Si enfocamos el debate de la secularización desde la perspectiva de las religiones no cristianas, entonces hay que señalar que en las últimas décadas se ha producido un notable incremento de la presencia de lo religioso en Europa, no un descenso continuado; si además enfocamos el debate de la secularización desde una perspectiva por completo ajena a la religión, entonces hay que señalar que en las últimas décadas se ha dado no sólo una mayor pluralidad confesional sino además una pluralidad que da cabida y concede completa validez, sin una costosa penalización social, a posiciones explícitamente ajenas a la religión o directamente contrarias a la religión. En suma: el progresivo declive de la vinculación de la ciudadanía europea con las instituciones religiosas tiene que ser evaluado teniendo presente la todavía enorme presencia material y simbólica del cristianismo, el aumento de la presencia de otras religiones y la existencia de una pluralidad que atiende también a un islam minoritario, a la proliferación de nuevas religiones que nunca antes habían impregnado el panorama europeo y a la normalización de un ateísmo espontáneamente aceptado por la gran mayoría de la población. Todo ello hace que la narrativa clásica de la secularización tenga que ser enmendada.
Por otro lado, no sólo hay que modular la narrativa de la secularización, sino que es preciso tener muy en cuenta que el propio concepto de “secularización” es un concepto tremendamente ambiguo. Veamos un ejemplo polémico. En algunos espacios es habitual escribir AEC (antes de la era común) o EC (era común) en lugar de a.
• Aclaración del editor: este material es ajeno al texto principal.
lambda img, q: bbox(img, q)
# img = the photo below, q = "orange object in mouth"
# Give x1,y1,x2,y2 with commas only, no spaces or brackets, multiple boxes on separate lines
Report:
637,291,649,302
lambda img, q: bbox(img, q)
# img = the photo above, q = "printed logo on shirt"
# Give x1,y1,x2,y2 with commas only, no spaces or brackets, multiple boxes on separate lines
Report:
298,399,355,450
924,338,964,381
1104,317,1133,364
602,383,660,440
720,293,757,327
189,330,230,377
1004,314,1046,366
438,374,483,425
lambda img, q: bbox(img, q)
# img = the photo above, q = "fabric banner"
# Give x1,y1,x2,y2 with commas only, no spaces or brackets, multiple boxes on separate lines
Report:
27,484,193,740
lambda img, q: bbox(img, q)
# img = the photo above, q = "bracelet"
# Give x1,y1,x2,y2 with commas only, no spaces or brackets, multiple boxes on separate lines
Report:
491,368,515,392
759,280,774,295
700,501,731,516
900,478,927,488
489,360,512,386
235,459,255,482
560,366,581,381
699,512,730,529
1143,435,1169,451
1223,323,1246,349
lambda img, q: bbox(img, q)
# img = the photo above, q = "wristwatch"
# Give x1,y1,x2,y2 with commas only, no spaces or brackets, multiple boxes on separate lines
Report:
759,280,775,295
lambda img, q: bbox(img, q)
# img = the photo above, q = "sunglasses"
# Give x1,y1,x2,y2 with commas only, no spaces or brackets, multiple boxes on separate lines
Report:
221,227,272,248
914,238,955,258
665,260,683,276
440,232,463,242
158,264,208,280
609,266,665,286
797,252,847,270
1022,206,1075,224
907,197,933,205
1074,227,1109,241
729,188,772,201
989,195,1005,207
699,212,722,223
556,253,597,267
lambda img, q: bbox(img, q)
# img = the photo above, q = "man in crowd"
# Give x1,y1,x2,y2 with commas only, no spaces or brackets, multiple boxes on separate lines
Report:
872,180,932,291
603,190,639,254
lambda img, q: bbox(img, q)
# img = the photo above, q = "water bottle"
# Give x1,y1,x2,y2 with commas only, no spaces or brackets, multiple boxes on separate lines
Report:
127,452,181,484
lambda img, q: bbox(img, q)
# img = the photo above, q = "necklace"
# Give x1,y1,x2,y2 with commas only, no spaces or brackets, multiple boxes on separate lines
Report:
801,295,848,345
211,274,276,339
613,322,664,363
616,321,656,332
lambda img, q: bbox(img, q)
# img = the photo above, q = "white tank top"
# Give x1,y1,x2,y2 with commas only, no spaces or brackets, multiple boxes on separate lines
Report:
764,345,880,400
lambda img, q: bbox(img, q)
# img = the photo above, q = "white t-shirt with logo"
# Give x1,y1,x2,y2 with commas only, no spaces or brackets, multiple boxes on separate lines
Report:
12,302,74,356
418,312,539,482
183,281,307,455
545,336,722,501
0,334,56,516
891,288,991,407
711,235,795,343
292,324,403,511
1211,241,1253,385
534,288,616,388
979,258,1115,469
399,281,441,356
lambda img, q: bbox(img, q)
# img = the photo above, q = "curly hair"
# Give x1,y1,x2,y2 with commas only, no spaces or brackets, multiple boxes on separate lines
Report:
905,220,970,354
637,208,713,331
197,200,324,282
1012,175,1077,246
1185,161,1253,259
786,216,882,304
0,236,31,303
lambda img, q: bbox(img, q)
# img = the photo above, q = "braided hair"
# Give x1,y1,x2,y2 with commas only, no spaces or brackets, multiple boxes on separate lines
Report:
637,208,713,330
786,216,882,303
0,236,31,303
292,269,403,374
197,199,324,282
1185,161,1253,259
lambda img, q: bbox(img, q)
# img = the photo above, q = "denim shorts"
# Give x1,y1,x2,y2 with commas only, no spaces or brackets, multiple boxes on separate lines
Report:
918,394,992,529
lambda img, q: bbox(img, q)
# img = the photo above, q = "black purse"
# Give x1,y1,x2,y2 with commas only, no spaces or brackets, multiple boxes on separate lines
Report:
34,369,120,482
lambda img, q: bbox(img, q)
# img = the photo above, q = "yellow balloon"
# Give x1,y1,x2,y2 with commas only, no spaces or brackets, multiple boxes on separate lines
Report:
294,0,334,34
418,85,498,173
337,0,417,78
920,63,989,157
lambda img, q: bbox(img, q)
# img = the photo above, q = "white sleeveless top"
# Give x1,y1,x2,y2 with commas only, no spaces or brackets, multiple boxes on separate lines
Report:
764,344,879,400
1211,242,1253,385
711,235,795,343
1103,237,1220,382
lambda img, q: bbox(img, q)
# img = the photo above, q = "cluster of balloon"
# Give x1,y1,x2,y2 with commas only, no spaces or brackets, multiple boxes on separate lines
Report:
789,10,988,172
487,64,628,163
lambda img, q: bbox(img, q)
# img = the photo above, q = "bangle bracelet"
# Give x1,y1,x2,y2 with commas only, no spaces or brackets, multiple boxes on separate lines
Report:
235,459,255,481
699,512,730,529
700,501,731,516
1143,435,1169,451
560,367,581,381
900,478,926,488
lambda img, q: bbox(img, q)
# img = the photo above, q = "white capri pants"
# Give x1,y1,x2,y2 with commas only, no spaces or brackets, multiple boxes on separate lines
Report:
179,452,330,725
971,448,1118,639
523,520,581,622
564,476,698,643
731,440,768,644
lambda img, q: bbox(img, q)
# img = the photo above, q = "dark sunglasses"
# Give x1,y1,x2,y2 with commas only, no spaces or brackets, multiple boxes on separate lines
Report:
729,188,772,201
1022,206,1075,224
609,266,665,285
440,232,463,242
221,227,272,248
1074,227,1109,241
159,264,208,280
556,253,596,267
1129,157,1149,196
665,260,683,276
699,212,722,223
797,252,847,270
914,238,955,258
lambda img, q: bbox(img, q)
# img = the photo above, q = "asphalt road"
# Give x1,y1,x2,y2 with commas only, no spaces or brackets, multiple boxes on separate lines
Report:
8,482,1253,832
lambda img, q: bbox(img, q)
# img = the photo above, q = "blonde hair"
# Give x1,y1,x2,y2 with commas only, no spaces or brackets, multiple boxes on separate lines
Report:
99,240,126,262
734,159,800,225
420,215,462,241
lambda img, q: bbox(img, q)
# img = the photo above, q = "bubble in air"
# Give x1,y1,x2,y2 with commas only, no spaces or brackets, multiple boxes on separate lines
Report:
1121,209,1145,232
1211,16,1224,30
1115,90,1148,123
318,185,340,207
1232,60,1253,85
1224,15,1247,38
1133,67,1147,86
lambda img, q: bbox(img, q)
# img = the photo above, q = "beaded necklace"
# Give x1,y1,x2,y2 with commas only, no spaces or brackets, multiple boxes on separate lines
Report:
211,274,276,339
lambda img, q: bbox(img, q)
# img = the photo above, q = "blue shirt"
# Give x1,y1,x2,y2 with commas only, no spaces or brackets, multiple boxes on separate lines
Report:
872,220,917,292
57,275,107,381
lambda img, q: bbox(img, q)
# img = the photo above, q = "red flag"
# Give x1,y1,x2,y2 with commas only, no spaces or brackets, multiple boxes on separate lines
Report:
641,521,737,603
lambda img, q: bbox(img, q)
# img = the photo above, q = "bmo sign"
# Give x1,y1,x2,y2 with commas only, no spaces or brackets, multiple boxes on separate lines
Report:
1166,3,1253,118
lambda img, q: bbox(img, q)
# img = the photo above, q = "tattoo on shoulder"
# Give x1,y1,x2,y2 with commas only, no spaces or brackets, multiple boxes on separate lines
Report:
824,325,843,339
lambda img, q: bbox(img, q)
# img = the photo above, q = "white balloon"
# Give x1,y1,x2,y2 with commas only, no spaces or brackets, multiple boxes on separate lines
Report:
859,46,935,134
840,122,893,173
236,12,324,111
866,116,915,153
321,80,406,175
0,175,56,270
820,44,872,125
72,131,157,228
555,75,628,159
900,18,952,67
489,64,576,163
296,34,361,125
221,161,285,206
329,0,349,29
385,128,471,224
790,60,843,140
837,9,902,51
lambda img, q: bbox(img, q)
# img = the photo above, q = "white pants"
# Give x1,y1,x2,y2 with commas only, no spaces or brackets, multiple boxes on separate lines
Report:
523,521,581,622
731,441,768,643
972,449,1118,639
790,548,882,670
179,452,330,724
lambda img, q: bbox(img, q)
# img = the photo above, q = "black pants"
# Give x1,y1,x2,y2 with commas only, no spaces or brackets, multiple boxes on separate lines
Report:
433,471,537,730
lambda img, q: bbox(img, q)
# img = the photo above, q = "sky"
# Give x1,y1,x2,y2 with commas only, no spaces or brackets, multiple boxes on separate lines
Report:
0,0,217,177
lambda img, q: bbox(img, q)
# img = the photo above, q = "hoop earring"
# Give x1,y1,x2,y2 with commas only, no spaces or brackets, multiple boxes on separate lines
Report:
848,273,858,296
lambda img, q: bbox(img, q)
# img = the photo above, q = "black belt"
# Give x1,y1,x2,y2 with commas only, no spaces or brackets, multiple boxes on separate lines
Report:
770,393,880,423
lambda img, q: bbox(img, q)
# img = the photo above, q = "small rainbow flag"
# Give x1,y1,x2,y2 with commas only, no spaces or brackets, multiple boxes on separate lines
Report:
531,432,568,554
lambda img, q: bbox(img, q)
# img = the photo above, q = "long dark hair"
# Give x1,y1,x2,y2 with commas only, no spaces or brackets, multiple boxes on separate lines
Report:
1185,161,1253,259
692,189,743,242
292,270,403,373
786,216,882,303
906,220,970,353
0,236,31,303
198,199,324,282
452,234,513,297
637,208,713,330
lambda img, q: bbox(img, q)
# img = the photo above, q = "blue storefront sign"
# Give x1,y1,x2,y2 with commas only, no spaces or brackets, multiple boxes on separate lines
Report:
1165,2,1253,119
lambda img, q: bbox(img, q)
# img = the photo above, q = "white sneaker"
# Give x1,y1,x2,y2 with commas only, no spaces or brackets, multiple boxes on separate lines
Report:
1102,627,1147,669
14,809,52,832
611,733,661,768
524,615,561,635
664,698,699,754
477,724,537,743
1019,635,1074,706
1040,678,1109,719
C. (antes de Cristo) o d. C. (después de Cristo) como muestra de respeto hacia otras confesiones y hacia los colectivos no confesionales. Este cambio suele ser interpretado como ejemplo de secularización, dado que el calendario mundial hoy en día se rige por el calendario originalmente cristiano a consecuencia del hecho de que las potencias que lideraron el proceso de globalización y colonización durante el siglo XIX fueron las potencias europeas y cristianas. Sin embargo, este gesto que -en principio y según las intenciones con las que se lleva a cabo- puede ser tildado como loable, ¿verdaderamente hace desaparecer la marca religiosa, neutralizándola, o más bien sigue reproduciéndola de forma soterrada? Por un lado, es evidente que en algún sentido la suprime al eliminar el nombre “Cristo”; por otro lado, el sentido común nos sugiere que la reproduce ocultándola, pues únicamente se suprime el nombre, pero no la cosa. Es decir: en un calendario supuestamente neutral ante las religiones y, según algunos, secular (AEC y EC), sigue tomándose como referencia una categoría teológica (Cristo) exclusiva de una religión particular. Si bien eliminar “Cristo” del nombre quizá haga que este calendario sea menos agresivo hacia otras confesiones o hacia un posicionamiento ateo, no suprime el hecho de que la referencia sea una referencia cristiana. Este gesto, ¿comporta una verdadera neutralidad con respecto a todas las religiones o más bien produce una continuación, bien consciente, bien inconsciente, de una herencia religiosa cristiana? Cualquier propuesta de cambio sobre el calendario supondría innumerables debates y problemas difícilmente resolubles; no obstante, no resulta errado detectar algunos de los conflictos generados por un uso poco crítico del término “secularización”.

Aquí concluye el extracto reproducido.